Safia Ishag Mohamed, Artist and human rights activist, was kidnapped and detained on February 13 by two Sudan agents of National Intelligence and Security Service (NISS), taken to a house in Khartoum North, where she was brutally beaten and raped by three men who penetrated her successively. Safia was virgin and might be circumcised. Imagine the physical and psychological pain she had endured.



As a young woman, graduated last year from the Fine Arts Faculty, University of Technology of Sudan, her dream was to continue making exhibitions denouncing tribalism, ethnicity and woman subjection to males' laws. She was on her way to buy color pencils and papers for illustrating her dreams and drawings, when she was forced by her kidnappers to enter a car and treated the way I mentioned above.

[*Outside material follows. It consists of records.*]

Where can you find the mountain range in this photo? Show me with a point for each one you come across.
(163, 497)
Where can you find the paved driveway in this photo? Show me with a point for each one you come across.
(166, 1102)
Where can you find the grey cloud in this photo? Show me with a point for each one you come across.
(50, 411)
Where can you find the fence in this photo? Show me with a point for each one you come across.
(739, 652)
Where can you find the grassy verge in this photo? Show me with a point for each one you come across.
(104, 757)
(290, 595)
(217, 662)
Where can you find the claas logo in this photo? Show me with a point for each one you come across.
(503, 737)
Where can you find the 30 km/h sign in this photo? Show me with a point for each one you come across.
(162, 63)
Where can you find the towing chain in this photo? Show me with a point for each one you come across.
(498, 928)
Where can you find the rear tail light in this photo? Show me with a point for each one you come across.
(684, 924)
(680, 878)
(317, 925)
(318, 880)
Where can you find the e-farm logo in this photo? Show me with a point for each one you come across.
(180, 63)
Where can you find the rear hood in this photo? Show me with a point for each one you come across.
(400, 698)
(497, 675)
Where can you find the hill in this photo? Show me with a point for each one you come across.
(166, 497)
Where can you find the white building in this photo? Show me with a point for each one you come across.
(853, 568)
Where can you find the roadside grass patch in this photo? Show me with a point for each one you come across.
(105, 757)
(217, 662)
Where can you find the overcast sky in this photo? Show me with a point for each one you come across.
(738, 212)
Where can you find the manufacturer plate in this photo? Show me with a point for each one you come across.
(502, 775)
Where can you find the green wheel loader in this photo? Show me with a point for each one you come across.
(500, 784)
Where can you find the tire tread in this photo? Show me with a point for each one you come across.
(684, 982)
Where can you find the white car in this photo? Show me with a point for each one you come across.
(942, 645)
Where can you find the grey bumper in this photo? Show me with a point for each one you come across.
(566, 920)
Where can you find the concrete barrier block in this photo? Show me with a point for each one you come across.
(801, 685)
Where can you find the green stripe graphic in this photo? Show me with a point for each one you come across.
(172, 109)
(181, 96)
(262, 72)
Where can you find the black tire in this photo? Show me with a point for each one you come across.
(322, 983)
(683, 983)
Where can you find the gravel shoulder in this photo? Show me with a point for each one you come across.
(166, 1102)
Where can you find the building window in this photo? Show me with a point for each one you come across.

"I tried to interview her". Succeeded in registering a great part of the interview. Though at that time, she was devastated, ruined and cried all time. I succeeded to make half the way. She is now in a safe place where people near her helped her to raise her head, make her voice heard, face the public and send a strong message to the government.



Safia wasn't the first to be exposed to domestic violence officially supported and backed. There are others who participated in the January 30 demonstrations and were victims of beating, detained and called dirty names by the National Intelligence Sudanese Service (NISS). But Safia was the first to go public and tell the story of her rape in the capital Khartoum, not far from the Republic Palace where the president's office found.



Safia is an artist and member of Girifna (Got Bored), a political youth organisation, recently formed to oppose this regime and raise people's awareness of their rights.



Till I prepare the whole story of this exceptional creature, please pray with me for Safia and admire her courage!